I wasn’t pissed off that Ted was being a jerk, I almost understood it. I would be a mess of emotions if my bio dad walked in off the street. But I didn’t like the way his tone was accusing. I felt protective of Callan, and if anyone here deserved the benefit of the doubt, or kid gloves, or whatever you wanted to call it, it was Callan. He’d just learned a sister he never knew he’d had was gone, and I wasn’t going to let him take Ted’s indignation all on his own.
“We both left an impression on each other. And since he’s here and decided to stay for dinner, maybe can leave the questions for another time and just enjoy Mom’s cooking.” I smiled, aiming to defuse any response Ted might have.
Pressing his lips into a thin line, Ted nodded as Mom and Phoebe came back with the rest of the food and set the dishes by Ted.
Phoebe pulled her chair out and opened her big mouth. “So what juicy shit did I miss?”
“Phoebe, language,” Mom chided.
“Oh please, like this situation doesn’t call for a little swearing? How often does the prodigal son return?” She picked her plate up and handed it to Ted.
“I am neither wasteful, nor returning,” Callan clipped.
Mom smiled at Callan. “Please excuse her, she isn’t versed in scripture.” She handed her plate to Ted.
Phoebe smirked. “And he is?”
Everyone but Callan turned to glare at her.
“What?” She glanced around the table. “Just because he grew up in a cult doesn’t mean he’s read the Bible cover to cover.” She nonchalantly picked up
my plate and handed it to Ted. “Come on, guys, get a grip.”
You could have heard a pin drop.
“Growing up,” Callan’s smooth, deep voice filled the awkward silence, “we referred to River Ranch as the compound, not a cult.” He glanced at Phoebe with barely concealed disdain. “And I have read the Bible cover to cover. Your comparison was inaccurate.”
“Great.” Dripping sarcasm, Phoebe snatched Callan’s plate. “I got a hot new stepbrother and he’s a fucking Bible thumper.” She dumped the plate on the pile in front of Ted.
The clank echoed around the shocked silence of the table.
HIS FACE RED, THEODORE unceremoniously picked up a plate. With angry, uncoordinated movements, he dished out food from each bowl then passed it. He repeated the process until all plates were full.
Men did not serve food to the females on the compound. They provided it. The women cooked and served it.
The belligerent sister set a plate in front of me without looking at me. “Bon appétit,” she said caustically.
“Phoebe,” the wife scolded. “Be polite.”
“What?” She jabbed a fork into her meat. “He can’t enjoy his meal? This shit is already awkward as hell, and you all aren’t making it any less tense by sitting around in shocked silence staring at him. You think he wants to talk about the Bible and compound shit? Please.” She looked at me. “I bet you don’t. The past is the past. Am I right?”
My disdain for her eased marginally. “You seem to have no problem filling the silence.” Unlike her sister.

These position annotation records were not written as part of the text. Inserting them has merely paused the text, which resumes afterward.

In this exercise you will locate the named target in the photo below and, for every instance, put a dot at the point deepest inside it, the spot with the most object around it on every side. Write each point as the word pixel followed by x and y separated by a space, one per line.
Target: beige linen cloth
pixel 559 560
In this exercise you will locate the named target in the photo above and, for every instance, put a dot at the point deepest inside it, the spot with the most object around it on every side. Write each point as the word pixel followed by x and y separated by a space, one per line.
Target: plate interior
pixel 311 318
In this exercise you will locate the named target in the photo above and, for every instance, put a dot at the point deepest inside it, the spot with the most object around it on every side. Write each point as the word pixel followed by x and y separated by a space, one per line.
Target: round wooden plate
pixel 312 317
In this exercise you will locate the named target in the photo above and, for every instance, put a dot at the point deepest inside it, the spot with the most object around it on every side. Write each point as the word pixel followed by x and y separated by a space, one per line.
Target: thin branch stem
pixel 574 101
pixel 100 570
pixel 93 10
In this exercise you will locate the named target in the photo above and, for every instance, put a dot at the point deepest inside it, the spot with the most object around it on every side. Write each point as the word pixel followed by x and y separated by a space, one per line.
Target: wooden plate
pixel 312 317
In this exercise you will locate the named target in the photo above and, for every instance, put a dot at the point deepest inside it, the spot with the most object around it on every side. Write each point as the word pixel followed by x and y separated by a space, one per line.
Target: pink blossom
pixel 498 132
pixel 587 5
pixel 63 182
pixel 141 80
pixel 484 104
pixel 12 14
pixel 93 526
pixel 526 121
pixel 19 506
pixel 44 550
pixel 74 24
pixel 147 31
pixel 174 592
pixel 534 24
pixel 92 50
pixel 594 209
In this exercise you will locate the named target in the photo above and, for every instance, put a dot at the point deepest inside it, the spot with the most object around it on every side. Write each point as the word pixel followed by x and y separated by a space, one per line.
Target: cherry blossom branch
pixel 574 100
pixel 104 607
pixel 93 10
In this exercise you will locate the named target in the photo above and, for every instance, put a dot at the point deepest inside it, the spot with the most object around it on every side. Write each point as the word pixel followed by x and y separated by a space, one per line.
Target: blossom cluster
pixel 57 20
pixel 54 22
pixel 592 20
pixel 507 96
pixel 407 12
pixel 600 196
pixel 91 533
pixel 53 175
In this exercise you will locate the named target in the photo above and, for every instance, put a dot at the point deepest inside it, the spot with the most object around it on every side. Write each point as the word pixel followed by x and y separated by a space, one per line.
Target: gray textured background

The wife smiled uncomfortably again. “Phoebe’s always been a talker.” She picked up the wine and filled everyone’s glasses.
Where I was from, that would not be a compliment. Saying nothing, I glanced at the food on my plate. Meat in a brown sauce, carrots in a shiny sauce, and green beans in a white sauce. I recognized none of the preparations except the potatoes. They were mashed into a paste like the women on the compound made for the smaller children.